One of the most pressing concerns for unemployed West Virginians and the state’s economy is the end of the CARES Act’s $600/week enhanced unemployment benefit. This provision helped make family budgets whole for laid-off workers, supporting the basic needs of more than 62,000 West Virginians while simultaneously providing a much needed boost to the economy. That benefit expired at the end of July, meaning unemployed West Virginians saw their incomes drop from an average of $836/week to just $236/week. Overnight, $44.5 million/week in income vanished from the state’s economy.
In response, President Trump issued an executive order creating a new joint state-federal program to issue weekly $400 payments to most Americans receiving unemployment benefits. The distribution of this reduced benefit would require the creation of a new joint state-federal system, a costly process that would likely take weeks or even months while families continue to fall behind on their bills.
The President’s proposal would fund weekly payments with $44 billion from the federal Disaster Relief Fund. But while the order authorizes payments through December 6, 2020, the amount of funding is sufficient for only five weeks of payments at current unemployment levels.
The proposal would also require states to pay at least 25 percent of the cost for workers’ benefits. With 62,000 continuing unemployment claims, and an unknown number of PUA claims, West Virginia would have to find at least $6.2 million every week to pay the claims, on top of $16.2 million it must pay every week in regular unemployment benefits.

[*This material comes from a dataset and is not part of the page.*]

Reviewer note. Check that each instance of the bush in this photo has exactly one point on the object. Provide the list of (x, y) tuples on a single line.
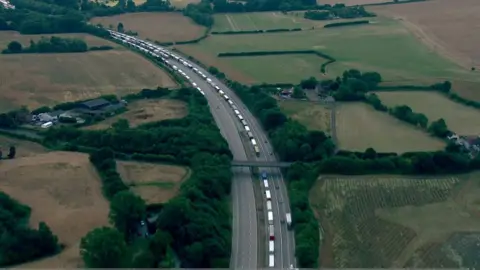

Again, this $6.2 million figure is likely an underestimate, since it does not include PUA claims.
While Governor Justice has indicated that the state will use part of the $1.25 billion that it received in CARES Act money to pay for this benefit, the state funding was not originally intended to do this. Under the CARES Act, it was the federal government’s responsibility to pay for the enhanced unemployment benefits, leaving West Virginia to use its allotted funding to address the myriad other pressing needs of the people. As such, to now shift part of that responsibility onto the states to make up for federal inaction creates an unfair burden on state governments and reduces the pool of money that could have otherwise been used to provide desperately needed relief to West Virginians.
What’s more, since the executive order establishes a new program, it may take longer than expected before West Virginia is able to create a system to provide these much-needed benefits. Keeping in mind that the state is already struggling to process record numbers of unemployment insurance claims, it could take weeks for this new system to emerge.
Finally, while the program is underfunded, cuts benefits relative to the CARES Act, and creates a cost and administrative burden to the state, it also leaves out the lowest-paid workers from receiving new benefits. The order specifies that only claimants receiving at least $100 in unemployment payments each week would receive the $400 payment. In West Virginia, the minimum weekly payment is just $24/week, meaning that the workers most in need of financial assistance would receive no additional benefit under the President’s plan.
The challenges and hardship of the pandemic recession demand a federal response that meets the scope of the crisis. Only Congressional action can provide the level of relief required to ensure that millions of children get enough to eat, that families keep their housing, that schools and communities receive the resources they need to contain the spread of COVID-19, and that state and local governments aren’t forced to make harmful cuts that jeopardize our future recovery. The band-aid approach to relief evident in the President’s executive orders is not what the country and West Virginia need to heal.